Progress report, February 2021

Jorge Mario burying an olive ridley nest
Jorge Mario burying an olive ridley nest

Warm greetings from your Friends at ARCAS,

We wish you the best in this new year full of challenges.  Here, we are reporting on our  GlobalGiving project #42261, Release 30,000 sea turtles in Guatemala as of February 10, 2021. 

We initiated this project in September, 2019, during the height of the July – October olive ridley nesting season, with the goal of rescuing and incubating 30,000 sea turtle eggs at our Hawaii Hatchery on the Pacific coast of Guatemala. 

2019

As reported in February, 2020, during the 2019 nesting season we successfully collected and incubated 41,192 olive ridley sea turtle eggs, and released 39,517 hatchlings with a 96% hatching success rate. 

2020

Like other conservation projects around the world that depend on the support of volunteers and ecotours, the Coronavirus pandemic hit us very hard.  From March until December 2020, the Hawaii Parque was closed to the public, as were nearby beaches.  One of our staff members contracted Covid-19, but thankfully, didn’t suffer serious symptoms.  Due to the pandemic, during the 2020 nesting season, we were only able to rescue and incubate 9,362 olive ridley sea turtle eggs, of which 8,659 hatched, which represented a 92.4% hatching success rate. 

Unfortunately, we received no eggs of the critically endangered leatherback sea turtle, but this year there have been reports of 6 nests at different points of the southwest coast of Guatemala.  This has given us hope for the future of this species in the region though this may be just one female (they can nest up to 7 times per year).

 

Elephant Seal

In January, 2021, we were visited by a very large and rare species, the first reported presences of an Elephant Seal on the Pacific coast of Guatemala.  This enormous animal 3M long beached to rest at different points along the south coast as it migrated from El Salvador in the south to Mexico in the north.  He caused QUITE a stir!!! We wish him well on his journey… presumably to Baja California.  (Please see attached video when he beached in El Salvador)  https://www.facebook.com/ArcasGuatemala/videos/147540660507076

 

Sea turtle population monitoring

Thanks to the support of the USAID Guatemala Biodiversity Project and See Turtles, we continue our sea turtle population monitoring activities on 7 index beaches along the Pacific coast.  Please see the latest Situational Analysis on ARCAS’s publications page: https://arcasguatemala.org/who-we-are/arcas-publications/  You can also find a recent article using this data published with colleagues at the Del Valle and Southern Norway Universities.     

 

GlobalGiving funds from this project were used to hire local sea turtle guides and researchers who conducted nightly patrols and buried eggs and released hatchlings at the Hawaii Hatchery.  It also covered transportation and per diem expenses for the transfer of stranded sea turtles (Please see attached fotos)

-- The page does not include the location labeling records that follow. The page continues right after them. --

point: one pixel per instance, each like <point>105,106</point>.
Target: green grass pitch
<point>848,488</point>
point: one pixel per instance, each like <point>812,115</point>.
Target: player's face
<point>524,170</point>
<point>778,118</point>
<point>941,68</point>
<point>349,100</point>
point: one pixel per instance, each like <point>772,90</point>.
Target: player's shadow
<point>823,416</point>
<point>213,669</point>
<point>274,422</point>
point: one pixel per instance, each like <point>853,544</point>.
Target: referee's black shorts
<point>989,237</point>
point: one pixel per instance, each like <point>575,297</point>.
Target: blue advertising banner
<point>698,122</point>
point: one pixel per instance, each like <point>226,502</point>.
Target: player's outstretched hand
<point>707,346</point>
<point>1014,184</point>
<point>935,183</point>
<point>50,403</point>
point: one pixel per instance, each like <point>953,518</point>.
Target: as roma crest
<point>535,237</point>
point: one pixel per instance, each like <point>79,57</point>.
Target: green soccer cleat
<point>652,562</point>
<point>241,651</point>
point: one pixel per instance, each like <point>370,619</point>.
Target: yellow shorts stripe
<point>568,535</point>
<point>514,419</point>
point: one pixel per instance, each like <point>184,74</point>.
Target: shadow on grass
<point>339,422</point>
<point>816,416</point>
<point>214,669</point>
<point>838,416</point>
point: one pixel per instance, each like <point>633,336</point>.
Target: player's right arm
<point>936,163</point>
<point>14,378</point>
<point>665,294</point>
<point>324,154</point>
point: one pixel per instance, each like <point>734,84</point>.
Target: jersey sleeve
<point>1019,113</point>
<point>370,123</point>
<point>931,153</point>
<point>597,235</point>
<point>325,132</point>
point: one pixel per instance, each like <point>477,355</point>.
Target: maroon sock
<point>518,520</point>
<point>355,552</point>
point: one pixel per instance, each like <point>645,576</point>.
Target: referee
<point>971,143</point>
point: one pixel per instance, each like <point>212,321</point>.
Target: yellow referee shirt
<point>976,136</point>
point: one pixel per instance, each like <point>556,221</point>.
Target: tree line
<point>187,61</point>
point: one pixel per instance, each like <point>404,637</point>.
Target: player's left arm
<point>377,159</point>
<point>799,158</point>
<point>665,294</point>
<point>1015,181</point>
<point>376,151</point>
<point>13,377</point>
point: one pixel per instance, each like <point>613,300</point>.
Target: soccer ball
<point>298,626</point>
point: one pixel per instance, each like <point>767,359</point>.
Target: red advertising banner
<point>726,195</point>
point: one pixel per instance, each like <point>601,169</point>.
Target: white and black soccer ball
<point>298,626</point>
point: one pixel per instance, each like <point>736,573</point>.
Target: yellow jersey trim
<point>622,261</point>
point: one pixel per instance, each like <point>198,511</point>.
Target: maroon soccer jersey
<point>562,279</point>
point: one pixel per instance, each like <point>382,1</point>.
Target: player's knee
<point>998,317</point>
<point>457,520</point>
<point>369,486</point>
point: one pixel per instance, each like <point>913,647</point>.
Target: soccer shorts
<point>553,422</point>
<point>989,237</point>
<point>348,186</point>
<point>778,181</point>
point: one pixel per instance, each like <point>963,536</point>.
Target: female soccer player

Many thanks to the SeaWorld Busch Gardens Conservation Fund and the Taiwanese Mission/Agricultural Ministry  Bamboo Project for their support in building our new sea turtle hatcheries, researcher’s housing and necropsy rancho.  With these new installations we are able to accommodate the increasing numbers of stranded marine wildlife, researchers and visitors to the Hawaii Park. 

Also our many thanks to the 200+ donors to the 30,000 sea turtle eggs campaign.  Together with can save the sea turtles of Guatemala!

 

Un cordial saludo de parte de sus Amigos de ARCAS,

Te deseamos lo mejor en este nuevo año lleno de desafíos. Aquí, estamos informando sobre el proyecto GlobalGiving # 42261, “Liberación de 30,000 tortugas marinas en Guatemala” hasta la fecha 10 de febrero del 2021.

Iniciamos este proyecto GlobalGiving en septiembre de 2019, durante el apogeo de la temporada de anidación de la tortuga parlama (Lepidochyles olivácea) de julio a octubre, con el objetivo de rescatar e incubar 30,000 huevos de tortuga marina en nuestro Tortugario Hawáii en la costa del Pacífico de Guatemala.

2019

Como se informó en febrero de 2020, durante la temporada de anidación de 2019 recolectamos e incubamos con éxito 41,192 huevos de tortuga parlama y liberamos 39,517 crías con una tasa de éxito de eclosión del 96%.

2020

Como otros proyectos de conservación en todo el mundo que dependen del apoyo de voluntarios y ecotours, la pandemia de Coronavirus nos afectó muy fuertamente. Desde marzo hasta diciembre de 2020, el Parque Hawaii estuvo cerrado al público, al igual que las playas cercanas. Uno de nuestro personal contrajó Covid-19, pero afortunadamente, no sufrió síntomas graves. Debido a la pandemia, durante la temporada de anidación de 2020, solo pudimos rescatar e incubar 9,362 huevos de parlama , de las cuales 8,659 eclosionaron, lo que representó una tasa de éxito de eclosión del 92,4%.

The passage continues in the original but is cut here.